The principals of Pacific Ridge Capital Partners are invested along with our clients in each of our strategies. 

PRCP Small Cap Value– Our Small Cap Value strategy generally purchases stocks in the bottom three-quarters of the Russell 2000®Index. This smaller capitalization segment has a large number of underfollowed companies, providing us the greatest opportunity to exploit market inefficiencies. The typical range of holdings is between 75 and 110. 

PRCP Micro Cap Value– Our Micro Cap Value strategy generally purchases stocks in the Russell Microcap® Index. This segment is widely underfollowed, providing us the greatest opportunity to exploit market inefficiencies. The typical range of holdings is between 50 and 80. 

We believe these market cap segments offer great potential returns and additional diversification for our clients. 

For further information about Pacific Ridge Capital Partners and our investment strategies, we invite you to contact Tammy Wood via email at Tammy.Wood@PacificRidgeCapital.com or by phone at (503) 878-8502.


Disclosures

Pacific Ridge Capital Partners, LLC (“Pacific Ridge”, “PRCP”, or “the Firm”) is an employee-owned investment advisor registered with the Securities and Exchange Commission under the Investment Advisor Act of 1940. The Firm was established in June 2010, and has one office located in Lake Oswego, Oregon. Pacific Ridge claims compliance with the Global Investment Performance Standards (GIPS®).

Sources: Pacific Ridge; FactSet Research Systems (“FactSet”); and Russell Investment Group (“Russell”) who is the source and owner of the Russell Index data.
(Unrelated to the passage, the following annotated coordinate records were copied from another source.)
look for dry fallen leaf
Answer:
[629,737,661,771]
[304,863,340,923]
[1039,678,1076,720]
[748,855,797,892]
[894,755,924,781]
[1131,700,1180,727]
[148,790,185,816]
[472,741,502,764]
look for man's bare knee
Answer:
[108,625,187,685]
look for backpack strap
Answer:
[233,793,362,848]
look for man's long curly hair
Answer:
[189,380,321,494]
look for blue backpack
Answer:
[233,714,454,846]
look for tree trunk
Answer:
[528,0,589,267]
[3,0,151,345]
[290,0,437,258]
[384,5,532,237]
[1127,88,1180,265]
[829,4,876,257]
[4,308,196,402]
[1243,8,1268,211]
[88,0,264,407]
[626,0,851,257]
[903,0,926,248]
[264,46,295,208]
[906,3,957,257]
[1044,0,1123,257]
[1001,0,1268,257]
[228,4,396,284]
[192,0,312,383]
The current annual investment advisory fees for the portfolios managed in the Firm’s Small and Micro Cap Value strategies are 1.00% and 1.50% of assets, respectively. Returns for the composites are presented gross and net of management fees and other expenses and includes realized and unrealized gains and losses, cash and cash equivalents and related interest income, and accrued based dividends. The Firm calculates time weighted rates of return by geometrically linking portfolio simple rates of return at least monthly, with adjustments made for significant external cash flows. The composite returns are calculated by asset weighting the individual portfolio returns using beginning of the period values. All returns are calculated after the deduction of the actual trading expenses incurred during the period.
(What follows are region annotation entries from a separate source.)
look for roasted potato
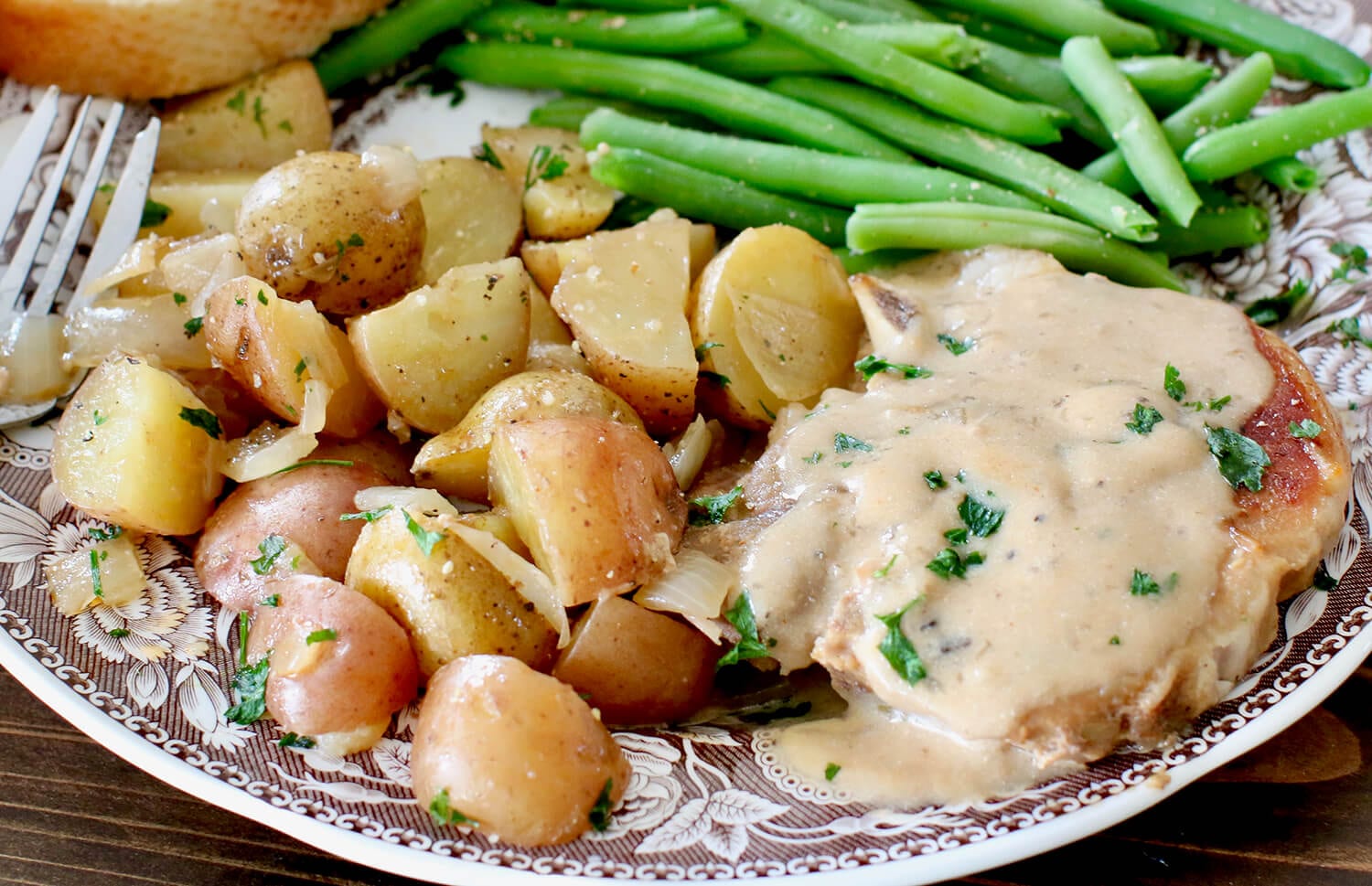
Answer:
[553,597,719,726]
[691,225,863,430]
[420,156,524,285]
[490,416,686,606]
[205,277,386,438]
[249,575,419,756]
[195,464,387,609]
[156,62,334,172]
[411,656,630,847]
[345,509,557,678]
[412,369,644,502]
[552,219,699,436]
[52,356,224,535]
[235,151,425,317]
[348,258,532,433]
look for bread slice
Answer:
[0,0,387,99]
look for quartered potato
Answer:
[490,416,686,606]
[691,225,863,430]
[348,258,532,433]
[156,62,334,172]
[345,509,557,678]
[52,356,224,535]
[552,219,699,436]
[482,126,615,240]
[413,370,644,502]
[419,156,524,284]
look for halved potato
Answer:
[482,126,615,240]
[419,156,524,284]
[490,416,686,606]
[552,219,699,436]
[52,356,224,535]
[348,258,532,433]
[412,370,644,502]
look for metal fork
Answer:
[0,87,159,428]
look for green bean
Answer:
[1182,87,1372,181]
[582,109,1040,210]
[1081,52,1273,194]
[1106,0,1369,87]
[933,0,1161,52]
[1253,156,1320,194]
[1150,203,1272,258]
[1062,37,1201,225]
[848,203,1185,293]
[464,0,748,55]
[691,22,980,80]
[768,77,1157,241]
[438,43,908,161]
[590,148,848,246]
[315,0,491,93]
[529,93,715,131]
[727,0,1067,144]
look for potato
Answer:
[553,597,719,726]
[482,126,615,240]
[205,277,386,438]
[156,62,334,172]
[345,509,557,679]
[195,464,387,609]
[249,576,419,756]
[348,258,532,433]
[411,656,630,847]
[235,151,425,317]
[552,219,699,436]
[412,370,644,502]
[52,356,224,535]
[691,225,863,430]
[490,416,686,606]
[420,156,524,284]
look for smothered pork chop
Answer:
[693,249,1350,801]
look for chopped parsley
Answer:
[181,406,224,441]
[715,589,767,669]
[1205,425,1272,493]
[1287,419,1324,441]
[938,332,977,357]
[430,787,479,827]
[877,597,927,686]
[1124,403,1163,433]
[524,144,567,191]
[401,510,444,557]
[586,779,615,834]
[834,431,872,454]
[249,535,287,575]
[853,354,935,381]
[691,486,744,527]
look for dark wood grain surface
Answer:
[0,667,1372,886]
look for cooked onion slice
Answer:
[634,549,737,644]
[453,526,573,649]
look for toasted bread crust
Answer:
[0,0,387,99]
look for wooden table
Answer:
[0,661,1372,886]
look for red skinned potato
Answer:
[411,656,630,847]
[249,575,419,754]
[195,464,389,609]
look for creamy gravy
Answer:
[735,250,1275,803]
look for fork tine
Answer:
[0,98,91,315]
[0,87,60,239]
[68,117,162,305]
[29,101,123,315]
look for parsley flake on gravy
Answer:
[875,597,927,686]
[1205,425,1272,493]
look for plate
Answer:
[0,0,1372,886]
The information provided should not be considered a recommendation to purchase or sell any particular security. There is no assurance that any securities discussed herein will remain in our strategy at the time you receive this report or that securities sold have not been repurchased. It should not be assumed that any of the holdings discussed herein were or will be profitable or that the investment recommendations or decisions we make in the future will be profitable or will equal the investment performance of the securities discussed herein. Past performance is no guarantee of future results.
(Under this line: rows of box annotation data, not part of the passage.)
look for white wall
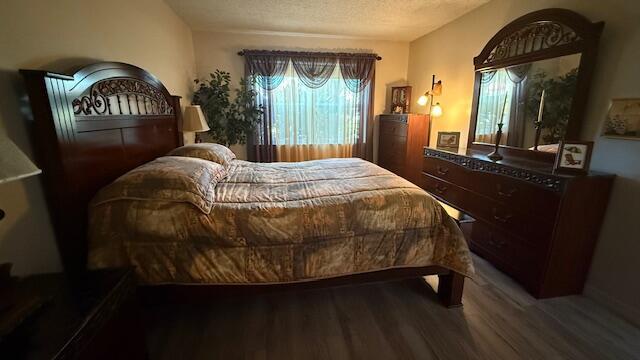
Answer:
[193,31,409,159]
[0,0,195,274]
[408,0,640,323]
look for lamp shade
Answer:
[182,105,209,132]
[429,103,442,117]
[0,133,42,184]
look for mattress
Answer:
[89,159,473,284]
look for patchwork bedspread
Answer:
[89,159,473,284]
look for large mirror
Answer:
[468,9,604,161]
[474,54,581,152]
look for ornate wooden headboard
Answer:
[20,62,182,274]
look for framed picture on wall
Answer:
[553,141,593,174]
[436,131,460,151]
[602,99,640,140]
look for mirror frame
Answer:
[467,9,604,162]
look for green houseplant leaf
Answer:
[193,70,263,146]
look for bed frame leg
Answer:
[438,271,464,308]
Although the statements of fact and data in this report have been obtained from, and are based upon, sources that the Firm believes to be reliable, we do not guarantee their accuracy, and any such information may be incomplete or condensed. All opinions included in this report constitute the Firm’s judgment as of the date of this report and are subject to change without notice. This report is for informational purposes only and is not intended as an offer or solicitation with respect to the purchase or sale of any security.

The Russell 2000® Value Index measures the performance of the Russell 2000 companies with lower price-to-book ratios and lower forecasted growth values. For comparison purposes, the index is fully invested, which includes the reinvestment of income. The return for the index does not include any transaction costs, management fees or other costs.

The Russell Microcap® Value Index measures the performance of the microcap segment of the U.S. equity market. For comparison purposes, the index is fully invested, which includes the reinvestment of income. The return for the index does not include any transaction costs, management fees or other costs.

Returns and asset values are stated in US dollars.